In the shadow of Washington State's Mount Rainier, about 90,000 people live in the path of a potential large lahar—a destructive, fluid and fast-moving debris flow associated with volcanic slopes.
At the Seismological Society of America (SSA)'s 2024 Annual Meeting, U.S. Geological Survey volcano seismologist Seth Moran described how he and his colleagues have expanded and made upgrades to a detection system that would inform alerts to those living near the Seattle-area volcano in the event of the next lahar.
Volcanic eruptions usually cause lahars by rapidly melting snow and ice. But rarely they can also occur under non-eruptive conditions, such as when the rock underlying a part of the volcanic edifice has been sufficiently weakened by past eruptions and then spontaneously fails, leading to a landslide that can transform into a lahar.
Large Mount Rainier lahars have flowed as far as the Puget Lowlands—about 50 kilometers distance—at least 11 times in the past 6000 years. The largest and most fluid lahars can flow over 100 miles per hour on Mount Rainier's steep slopes, and as fast as 15 to 20 miles per hour over the Puget Lowlands.
"All of the lahars that have come down into the Puget Lowlands in the last 6000 years have started with an eruption except for the most recent one around 1507," said Moran. The most recent lahar, known as the Electron Mudflow, appears to have started with a landslide, and researchers have found no evidence of an associated eruption.
The Mount Rainier Lahar Detection System was established in 1998 to give downstream communities tens of minutes of warning on the next large lahar. It consists of tens of seismometers and other instruments placed on the volcano's slopes and vulnerable lahar paths such as the Puyallup and Tahoma Creek drainages.
The original system "was designed to have low bandwidth and low power requirements due to the limitations of 1990s-era technology, and that meant that data was only transmitted every two minutes," explained Moran. The seismometer data was paired with a system of tripwires, and both the seismic signals and the tripwire signals had to be triggered over multiple time windows to engage the detection system.
"That meant there was at least four minutes of delay between when the lahar had gone past and when the system said, 'hey, a lahar has gone past,'" Moran said.

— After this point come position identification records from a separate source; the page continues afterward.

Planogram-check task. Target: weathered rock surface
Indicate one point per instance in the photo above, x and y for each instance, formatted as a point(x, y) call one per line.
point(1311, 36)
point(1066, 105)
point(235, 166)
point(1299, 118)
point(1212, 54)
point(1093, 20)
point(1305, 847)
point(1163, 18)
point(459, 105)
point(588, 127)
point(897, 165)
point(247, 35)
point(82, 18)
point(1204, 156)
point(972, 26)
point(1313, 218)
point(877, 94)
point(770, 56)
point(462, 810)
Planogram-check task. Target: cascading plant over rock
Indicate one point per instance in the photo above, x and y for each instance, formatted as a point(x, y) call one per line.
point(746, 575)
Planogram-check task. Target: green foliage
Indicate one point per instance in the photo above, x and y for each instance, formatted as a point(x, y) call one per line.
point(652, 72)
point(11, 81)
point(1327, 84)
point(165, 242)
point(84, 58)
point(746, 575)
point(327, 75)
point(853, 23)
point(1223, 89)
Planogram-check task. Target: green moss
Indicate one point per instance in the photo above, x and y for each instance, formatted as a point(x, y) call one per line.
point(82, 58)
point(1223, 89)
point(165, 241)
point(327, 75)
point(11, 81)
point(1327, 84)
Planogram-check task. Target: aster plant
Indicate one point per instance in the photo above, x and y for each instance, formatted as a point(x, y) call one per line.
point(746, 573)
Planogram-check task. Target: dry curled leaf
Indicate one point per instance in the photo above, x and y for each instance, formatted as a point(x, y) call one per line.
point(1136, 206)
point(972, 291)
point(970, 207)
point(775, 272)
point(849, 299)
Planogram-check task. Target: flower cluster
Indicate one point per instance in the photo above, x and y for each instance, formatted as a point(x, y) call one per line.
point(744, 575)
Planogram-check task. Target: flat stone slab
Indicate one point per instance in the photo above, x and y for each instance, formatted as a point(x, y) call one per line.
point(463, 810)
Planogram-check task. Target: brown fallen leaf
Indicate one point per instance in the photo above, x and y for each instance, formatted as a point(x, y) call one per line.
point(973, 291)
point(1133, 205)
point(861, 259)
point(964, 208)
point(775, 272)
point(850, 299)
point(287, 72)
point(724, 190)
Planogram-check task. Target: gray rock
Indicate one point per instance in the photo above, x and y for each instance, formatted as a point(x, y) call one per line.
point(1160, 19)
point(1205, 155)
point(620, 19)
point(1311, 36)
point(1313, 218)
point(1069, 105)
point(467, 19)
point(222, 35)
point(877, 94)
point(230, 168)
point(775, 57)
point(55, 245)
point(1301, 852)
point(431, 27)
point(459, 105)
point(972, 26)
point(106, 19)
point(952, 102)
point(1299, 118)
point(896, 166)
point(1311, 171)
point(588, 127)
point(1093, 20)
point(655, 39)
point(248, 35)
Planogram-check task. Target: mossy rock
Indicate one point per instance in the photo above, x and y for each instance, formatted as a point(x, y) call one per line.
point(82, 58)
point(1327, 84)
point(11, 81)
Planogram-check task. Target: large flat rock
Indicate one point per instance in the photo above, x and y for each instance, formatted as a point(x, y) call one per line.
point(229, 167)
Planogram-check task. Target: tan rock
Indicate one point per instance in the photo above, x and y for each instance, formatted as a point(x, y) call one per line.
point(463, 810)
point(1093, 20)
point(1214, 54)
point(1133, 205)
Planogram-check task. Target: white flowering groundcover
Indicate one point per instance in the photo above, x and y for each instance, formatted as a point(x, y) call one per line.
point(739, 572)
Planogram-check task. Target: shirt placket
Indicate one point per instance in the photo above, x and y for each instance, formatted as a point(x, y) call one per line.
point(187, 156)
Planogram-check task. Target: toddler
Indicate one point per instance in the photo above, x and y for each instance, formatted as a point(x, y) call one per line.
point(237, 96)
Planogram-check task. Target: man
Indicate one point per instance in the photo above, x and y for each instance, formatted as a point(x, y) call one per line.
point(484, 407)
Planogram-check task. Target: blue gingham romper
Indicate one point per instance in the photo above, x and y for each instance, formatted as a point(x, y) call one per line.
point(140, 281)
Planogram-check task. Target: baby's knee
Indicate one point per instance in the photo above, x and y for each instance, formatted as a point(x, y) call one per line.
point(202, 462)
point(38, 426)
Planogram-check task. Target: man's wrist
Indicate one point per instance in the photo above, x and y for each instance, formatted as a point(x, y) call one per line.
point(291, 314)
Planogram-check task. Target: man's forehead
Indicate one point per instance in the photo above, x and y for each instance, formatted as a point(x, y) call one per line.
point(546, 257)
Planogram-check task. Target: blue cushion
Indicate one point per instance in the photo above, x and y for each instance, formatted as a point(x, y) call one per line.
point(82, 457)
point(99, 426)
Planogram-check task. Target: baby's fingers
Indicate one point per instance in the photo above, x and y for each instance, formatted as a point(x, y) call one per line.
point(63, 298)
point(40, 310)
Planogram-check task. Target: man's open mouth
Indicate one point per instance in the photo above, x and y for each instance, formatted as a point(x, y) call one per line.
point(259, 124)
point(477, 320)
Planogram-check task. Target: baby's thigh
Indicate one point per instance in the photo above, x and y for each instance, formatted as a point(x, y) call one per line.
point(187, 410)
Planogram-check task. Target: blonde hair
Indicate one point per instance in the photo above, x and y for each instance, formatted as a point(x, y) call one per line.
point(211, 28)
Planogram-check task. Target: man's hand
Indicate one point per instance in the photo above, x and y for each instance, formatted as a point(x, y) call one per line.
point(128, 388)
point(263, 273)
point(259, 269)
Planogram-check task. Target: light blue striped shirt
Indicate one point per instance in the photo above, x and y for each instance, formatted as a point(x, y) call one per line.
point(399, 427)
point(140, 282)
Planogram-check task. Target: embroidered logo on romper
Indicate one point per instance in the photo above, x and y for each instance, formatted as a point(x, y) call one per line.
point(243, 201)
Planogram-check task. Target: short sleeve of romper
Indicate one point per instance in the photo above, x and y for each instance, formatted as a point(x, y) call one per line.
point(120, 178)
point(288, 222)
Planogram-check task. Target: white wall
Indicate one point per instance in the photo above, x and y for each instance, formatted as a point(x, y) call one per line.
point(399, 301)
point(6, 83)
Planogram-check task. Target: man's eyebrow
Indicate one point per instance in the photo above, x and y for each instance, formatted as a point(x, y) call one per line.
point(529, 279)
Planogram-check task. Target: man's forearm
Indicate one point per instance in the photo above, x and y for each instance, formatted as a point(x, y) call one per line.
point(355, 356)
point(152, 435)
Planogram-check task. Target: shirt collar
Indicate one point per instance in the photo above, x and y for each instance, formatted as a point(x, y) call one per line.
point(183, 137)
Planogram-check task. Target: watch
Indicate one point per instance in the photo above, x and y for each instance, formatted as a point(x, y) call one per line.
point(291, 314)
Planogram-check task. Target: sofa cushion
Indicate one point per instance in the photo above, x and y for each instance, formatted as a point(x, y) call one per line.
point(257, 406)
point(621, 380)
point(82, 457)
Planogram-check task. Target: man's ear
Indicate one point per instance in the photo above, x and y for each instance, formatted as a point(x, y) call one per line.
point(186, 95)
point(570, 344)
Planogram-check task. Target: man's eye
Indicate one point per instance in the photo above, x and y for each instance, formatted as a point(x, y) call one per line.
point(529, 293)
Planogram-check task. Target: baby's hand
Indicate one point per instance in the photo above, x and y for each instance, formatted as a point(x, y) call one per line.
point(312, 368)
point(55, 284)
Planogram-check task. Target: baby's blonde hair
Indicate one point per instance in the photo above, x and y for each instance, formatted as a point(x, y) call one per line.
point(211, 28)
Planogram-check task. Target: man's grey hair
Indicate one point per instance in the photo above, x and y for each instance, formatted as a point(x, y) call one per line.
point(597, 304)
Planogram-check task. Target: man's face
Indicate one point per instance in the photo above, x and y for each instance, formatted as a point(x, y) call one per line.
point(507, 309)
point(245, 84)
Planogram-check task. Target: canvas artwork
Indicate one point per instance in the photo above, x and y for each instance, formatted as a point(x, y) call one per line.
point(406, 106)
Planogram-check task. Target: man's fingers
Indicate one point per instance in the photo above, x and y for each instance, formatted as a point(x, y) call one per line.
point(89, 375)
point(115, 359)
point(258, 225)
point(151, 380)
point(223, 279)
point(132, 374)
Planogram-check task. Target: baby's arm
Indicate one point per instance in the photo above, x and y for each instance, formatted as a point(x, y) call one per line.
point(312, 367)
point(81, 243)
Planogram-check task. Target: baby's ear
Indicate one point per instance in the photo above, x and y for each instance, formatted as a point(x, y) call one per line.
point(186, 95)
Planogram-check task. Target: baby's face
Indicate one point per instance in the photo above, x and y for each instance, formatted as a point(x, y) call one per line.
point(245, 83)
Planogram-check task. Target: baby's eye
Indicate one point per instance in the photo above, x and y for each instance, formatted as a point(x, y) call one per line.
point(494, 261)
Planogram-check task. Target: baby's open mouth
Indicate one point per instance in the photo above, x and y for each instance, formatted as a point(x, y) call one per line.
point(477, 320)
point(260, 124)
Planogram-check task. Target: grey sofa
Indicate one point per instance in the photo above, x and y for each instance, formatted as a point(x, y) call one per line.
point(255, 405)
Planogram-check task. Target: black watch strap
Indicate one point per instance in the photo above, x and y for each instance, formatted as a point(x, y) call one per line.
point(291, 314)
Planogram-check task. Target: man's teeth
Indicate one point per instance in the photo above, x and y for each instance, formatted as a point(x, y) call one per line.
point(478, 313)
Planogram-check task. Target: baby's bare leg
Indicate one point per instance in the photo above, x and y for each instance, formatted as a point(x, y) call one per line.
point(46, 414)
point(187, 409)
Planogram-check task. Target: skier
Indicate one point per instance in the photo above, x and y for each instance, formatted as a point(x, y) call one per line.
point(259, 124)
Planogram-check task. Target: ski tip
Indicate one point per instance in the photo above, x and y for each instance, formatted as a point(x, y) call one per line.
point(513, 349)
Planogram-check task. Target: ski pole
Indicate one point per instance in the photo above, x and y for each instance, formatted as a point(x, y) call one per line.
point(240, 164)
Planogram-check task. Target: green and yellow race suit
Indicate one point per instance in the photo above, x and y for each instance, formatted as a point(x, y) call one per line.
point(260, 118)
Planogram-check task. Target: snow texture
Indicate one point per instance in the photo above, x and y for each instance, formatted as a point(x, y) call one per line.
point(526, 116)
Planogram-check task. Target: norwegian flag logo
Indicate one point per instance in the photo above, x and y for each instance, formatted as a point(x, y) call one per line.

Since 2016, the system has been updated with additional and newer instruments, including broadband seismometers transmitting real-time data continuously, new infrasound sensors, and webcams. Laser range finders are also being tested for possible future inclusion into the detection system as an alternative to tripwires.
There aren't a lot of examples of lahars around the world that have been recorded on nearby stations, Moran explained, "so we're not 100 percent certain that we can count on a single type of instrument to tell us what's going on."
The diversity of instruments also helps scientists determine whether a seismic signal received from one of the stations is really from a lahar, and not from an eruption or an earthquake. Infrasound instruments, for instance, would be able to tell the researchers that there was a disturbance at ground surface rather than deeper in the earth.
The result of the 20-year technology improvement effort has been a robust lahar detection system that operates in real time, sending detection information to two emergency operations centers that are staffed 24/7, one run by the state of Washington and one run by Pierce County. The operations centers then use the detection report to decide on and deliver a warning.